Home Depot Boosted By Housing Revival

Morning Money Memo…

At least one big retailer is enjoying a rise in sales and a surge in profit. Home Depot is reporting a strong second quarter as earnings jumped nearly 18 percent over last year. Sales rose 9 percent as the biggest US home improvement company continues to benefit from the comeback of the housing market. The report comes after disappointing earnings from Wal-Mart and several other big retailers. Home Depot raised its full-year profit and sales expectations.

Best Buy's quarterly profit rose from $12 million a year ago to $266 million in its latest report. The consumer electronics store chain's shares rose 12 percent. The profits surge came despite a slight drop in sales. Best Buy has been facing fierce competition from Wal-Mart and Amazon.

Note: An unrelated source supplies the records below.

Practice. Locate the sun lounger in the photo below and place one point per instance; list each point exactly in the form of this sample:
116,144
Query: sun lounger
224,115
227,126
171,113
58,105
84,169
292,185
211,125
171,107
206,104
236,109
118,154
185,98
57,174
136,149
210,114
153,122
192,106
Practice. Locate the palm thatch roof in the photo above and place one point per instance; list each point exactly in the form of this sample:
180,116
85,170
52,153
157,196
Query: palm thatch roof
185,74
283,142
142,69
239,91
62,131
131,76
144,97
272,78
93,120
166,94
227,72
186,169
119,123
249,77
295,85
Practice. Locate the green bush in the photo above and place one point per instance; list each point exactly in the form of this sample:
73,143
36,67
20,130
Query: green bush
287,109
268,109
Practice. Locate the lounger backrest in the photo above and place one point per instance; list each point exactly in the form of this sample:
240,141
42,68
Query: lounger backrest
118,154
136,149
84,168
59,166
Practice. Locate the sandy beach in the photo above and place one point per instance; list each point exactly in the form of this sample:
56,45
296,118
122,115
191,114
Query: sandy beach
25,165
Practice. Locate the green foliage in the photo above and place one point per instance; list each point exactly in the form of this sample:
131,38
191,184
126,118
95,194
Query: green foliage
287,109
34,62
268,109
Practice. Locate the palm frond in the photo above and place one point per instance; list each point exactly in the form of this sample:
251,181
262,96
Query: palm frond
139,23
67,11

Boozier brews with more buzz are the latest attempt by the beer industry to reverse falling sales. AdAge reports MillerCoors and Anheuser-Busch InBev have both turned to new more expensive higher-alcohol brands to recapture market share. Many younger consumers are now drinking less beer and more spirits. The latest entry is Miller Fortune, said to be launched next year with 6.9 percent alcohol. This follows recent launches of Bud Light Premium and Budweiser Black Crown premium beers. The marketing moves may provoke criticism from health advocates.

JP Morgan Chase is facing a mountain of litigation and growing questions from regulators across several fronts. America's biggest bank is the subject of a Justice Department investigation into whether it manipulated energy markets. The Wall Street Journal says the government inquiry is still in its early stages. Last month JP Morgan agreed to pay $410 million to settle allegations from the Federal Energy Regulatory Commission that it manipulated markets in California and the Midwest. Federal authorities have also opened an investigation into whether the bank hired the children of top Chinese officials to help it win business in China.

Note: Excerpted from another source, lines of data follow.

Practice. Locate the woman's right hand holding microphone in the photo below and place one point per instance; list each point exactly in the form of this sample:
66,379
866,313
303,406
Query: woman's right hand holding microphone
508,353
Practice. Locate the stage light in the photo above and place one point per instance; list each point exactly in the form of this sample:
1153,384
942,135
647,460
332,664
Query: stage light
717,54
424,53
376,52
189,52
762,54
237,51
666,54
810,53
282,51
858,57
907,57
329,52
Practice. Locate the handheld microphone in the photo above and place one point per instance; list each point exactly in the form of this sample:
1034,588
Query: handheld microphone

Big banks need to do a better job of determining how much capital they need to cushion against a future crisis, the Federal Reserve says. The recommendation comes as the fifth anniversary of the near financial meltdown approaches. The Fed says a study shows that banks have made progress in preparing for stresses like those brought by the 2008 financial crisis. But banks must go further by accounting for specific risks that relate to their business activities. The Fed has been conducting annual stress tests on the biggest banks since 2009.

President Obama is calling on regulators to act faster and finish writing rules to regulate Wall Street. Three years after the Dodd-Frank reforms were passed many of the regulations have yet to be put in place. The president met with Federal Reserve Chairman Ben Bernanke and the heads of seven other agencies.